In my opinion, all religions that are closed under logical consequence are largely equivalent.

In structuralist terms, Christianity is different from all other religions, however, and in a very negative way, because it has a centralized church that actively prevents its doctrine from being closed under logical consequence:
https://en.wikipedia.org/wiki/Magisterium

The magisterium of the Catholic Church is the church's authority or office to give authentic interpretation of the word of God, "whether in its written form or in the form of Tradition".[1][2][3] According to the 1992 Catechism of the Catholic Church, the task of interpretation is vested uniquely in the Pope and the bishops,[4] though the concept has a complex history of development.
The other Christian churches inherited the unsound structure of Christian doctrine as an abstract object from the Catholic Church. The construction of Christian doctrine, i.e. its interpretation, has always been fundamentally unsound. Over time, Christianity has accumulated so much unsound material that its doctrine has become unusable beyond repair:
Martin Luther, 1521: I do not accept the authority of the popes and councils, for they have contradicted each other.
In terms of Tarski's semantic theory of truth, Christianity is a theory without a model. Christianity does not proceed by means of logical consequence -- it simply does not support that -- but by means of continuous re-axiomatization of inconsistent and outright contradictory tenets and pragmas leading to the accumulation of an increasing amount of nonsense.

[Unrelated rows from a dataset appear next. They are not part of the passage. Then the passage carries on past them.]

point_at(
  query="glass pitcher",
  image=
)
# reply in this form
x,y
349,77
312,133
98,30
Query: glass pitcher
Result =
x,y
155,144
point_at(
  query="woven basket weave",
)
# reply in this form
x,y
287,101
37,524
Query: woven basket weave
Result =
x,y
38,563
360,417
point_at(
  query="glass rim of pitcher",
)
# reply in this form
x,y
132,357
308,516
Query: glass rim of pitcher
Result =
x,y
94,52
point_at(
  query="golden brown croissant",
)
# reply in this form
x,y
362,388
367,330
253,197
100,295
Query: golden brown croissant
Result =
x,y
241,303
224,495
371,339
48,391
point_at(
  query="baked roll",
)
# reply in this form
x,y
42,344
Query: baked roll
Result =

No other religion does that.

It may not necessarily be possible to prove that the other religions are not one and the same abstract object. They actually might be. They could actually be one and the same thing, represented in different ways. Christianity, however, cannot possibly be the representation of that common abstract object. In that sense, Christianity is probably not even a religion.
It's a little hilarious that you correctly point out most folks don't care a whit about any of the details about religions, since they just end up believing what their parents do, but when asked about your thoughts on that topic, you try to bring up the very details that you just implied that few care about.
Lucky's argument promotes insight into our own motivations, a very Good Thing, as objective insight gives us more scope for choice.

May Godelian not be an exception to the rule that few people care? Agree with Godelian or not, Godelian obviously does care.